[llvm] [NVPTX] Add TMA bulk tensor reduction intrinsics (PR #116854)

Fri Nov 22 11:21:49 PST 2024

================
@@ -663,6 +663,84 @@ the same functionality as described in the ``tile`` mode intrinsics above.
 For more information, refer PTX ISA
 `<https://docs.nvidia.com/cuda/parallel-thread-execution/#data-movement-and-conversion-instructions-cp-async-bulk-prefetch-tensor>`_.
 
+'``llvm.nvvm.cp.async.bulk.tensor.reduce.tile.[1-5]d``'
+^^^^^^^^^^^^^^^^^^^^^^^^^^^^^^^^^^^^^^^^^^^^^^^^^^^^^^^
+
+Syntax:
+"""""""
+
+.. code-block:: llvm
+
+  declare void @llvm.nvvm.cp.async.bulk.tensor.reduce.tile.1d(ptr addrspace(3) %src, ptr %tensor_map, i32 %d0, i64 %ch, i1 %flag_ch, i8 %flag_red_op)
+  declare void @llvm.nvvm.cp.async.bulk.tensor.reduce.tile.2d(..., i32 %d0, i32 %d1, ...)
+  declare void @llvm.nvvm.cp.async.bulk.tensor.reduce.tile.3d(..., i32 %d0, i32 %d1, i32 %d2, ...)
+  declare void @llvm.nvvm.cp.async.bulk.tensor.reduce.tile.4d(..., i32 %d0, i32 %d1, i32 %d2, i32 %d3, ...)
+  declare void @llvm.nvvm.cp.async.bulk.tensor.reduce.tile.5d(..., i32 %d0, i32 %d1, i32 %d2, i32 %d3, i32 %d4, ...)
+
+Overview:
+"""""""""
+
+The '``@llvm.nvvm.cp.async.bulk.tensor.reduce.tile.[1-5]d``' intrinsics
+correspond to the ``cp.reduce.async.bulk.tensor.[1-5]d.*`` set of PTX instructions.
+These instructions initiate an asynchronous reduction operation of tensor data
+in global memory with the tensor data in shared{::cta} memory, using ``tile`` mode.
+The dimension of the tensor data ranges from 1d to 5d with the coordinates
+specified by the ``i32 %d0 ... i32 %d4`` arguments.
+
+* The last two arguments to these intrinsics are flags.
+  These flag arguments must be compile-time constants.
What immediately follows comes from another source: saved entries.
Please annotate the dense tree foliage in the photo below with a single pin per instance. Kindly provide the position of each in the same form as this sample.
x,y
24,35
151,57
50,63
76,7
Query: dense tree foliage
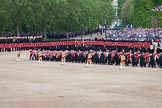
x,y
126,10
139,13
54,15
The backend
+  looks through these flags and lowers the intrinsics appropriately.
+
+* The Nth argument (denoted by ``i8 flag_red_op``) indicates the
+  kind of reduction operation performed. The argument must be in
+  the range [0, 7], representing the following reduction operations:
+
+  ========== =============
+  Enum Value  Reduction Op
+  ========== =============
+  ``0``       ADD
+  ``1``       MIN
+  ``2``       MAX
+  ``3``       INC
+  ``4``       DEC
+  ``5``       AND
+  ``6``       OR
+  ``7``       XOR
+  ========== =============
----------------
Artem-B wrote:

This particular argument should probably be part of the intrinsic name, as it describes *what* we want to do, not the parameters of the particular operation.



https://github.com/llvm/llvm-project/pull/116854